Fylde Council have shared a sneak peek of the new sails being made for the iconic Lytham windmill. Veteran millwright Joe Gillet and his team in Wesham have been using their expert skills to transform carefully selected Douglas-Fir timber, sourced from the Pacific coast of the USA, into a new set of four sails. Douglas-Fir wood was chosen as it is renowned for its incredible strength, workability and hard, abrasion resistant composition

Joe’s experienced Wesham team have previously worked on the windmill sails but have never been tasked to construct a full new set. Approximately a ton of Douglas-Fir wood is needed for each tapered sail, which then has to be specially treated and left to both settle and acclimatise before fitting commences. Fylde Council are currently unsure of specific dates for the fitting of the sails, but promise to keep everyone informed!

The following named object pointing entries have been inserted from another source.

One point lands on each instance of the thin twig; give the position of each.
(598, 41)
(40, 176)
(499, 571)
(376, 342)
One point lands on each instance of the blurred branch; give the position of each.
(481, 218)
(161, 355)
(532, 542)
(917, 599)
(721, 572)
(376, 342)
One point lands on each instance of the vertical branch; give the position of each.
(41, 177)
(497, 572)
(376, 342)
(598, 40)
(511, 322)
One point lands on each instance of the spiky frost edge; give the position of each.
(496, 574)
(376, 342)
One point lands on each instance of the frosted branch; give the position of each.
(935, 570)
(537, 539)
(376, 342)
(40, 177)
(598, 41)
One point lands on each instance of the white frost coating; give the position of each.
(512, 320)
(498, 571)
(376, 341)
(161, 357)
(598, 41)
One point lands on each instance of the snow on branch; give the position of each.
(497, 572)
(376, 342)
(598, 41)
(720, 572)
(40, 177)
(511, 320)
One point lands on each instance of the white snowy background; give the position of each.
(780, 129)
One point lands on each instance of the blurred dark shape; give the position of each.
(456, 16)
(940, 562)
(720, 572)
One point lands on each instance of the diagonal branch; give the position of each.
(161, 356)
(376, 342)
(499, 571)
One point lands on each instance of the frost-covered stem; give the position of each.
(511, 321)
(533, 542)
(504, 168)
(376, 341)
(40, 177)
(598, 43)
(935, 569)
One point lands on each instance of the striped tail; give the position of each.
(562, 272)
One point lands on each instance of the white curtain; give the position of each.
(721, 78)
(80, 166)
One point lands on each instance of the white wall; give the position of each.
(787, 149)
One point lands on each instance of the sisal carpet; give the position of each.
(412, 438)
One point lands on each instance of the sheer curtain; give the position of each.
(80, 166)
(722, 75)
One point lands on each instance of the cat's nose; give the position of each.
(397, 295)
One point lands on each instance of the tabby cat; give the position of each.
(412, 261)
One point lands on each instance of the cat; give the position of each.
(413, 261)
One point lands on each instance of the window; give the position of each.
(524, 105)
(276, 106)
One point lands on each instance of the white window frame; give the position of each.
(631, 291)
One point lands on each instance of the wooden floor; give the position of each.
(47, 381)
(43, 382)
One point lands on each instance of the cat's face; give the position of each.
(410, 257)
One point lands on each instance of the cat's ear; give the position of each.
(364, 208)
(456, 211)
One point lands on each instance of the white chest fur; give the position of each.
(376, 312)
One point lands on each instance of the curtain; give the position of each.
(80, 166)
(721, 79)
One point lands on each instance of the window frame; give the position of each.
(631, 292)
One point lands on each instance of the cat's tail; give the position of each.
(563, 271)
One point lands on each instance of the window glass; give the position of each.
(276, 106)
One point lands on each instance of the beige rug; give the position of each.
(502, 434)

Lytham windmill was built in 1805. The windmill was originally designed as a tower mill to grind wheats and oats to make flour or bran. It was the victim of a gale in 1919 which was so strong it caused the sails to rotate at such as speed that it ignited a fire. The blaze devastated the woodwork and the structure remained derelict until it was able to restored. It finally opened to the public in 1989 and now has exhibits showing the history of mills and life in Victorian Lytham.  It attracts more than 20,000 visitors between Spring and Autumn.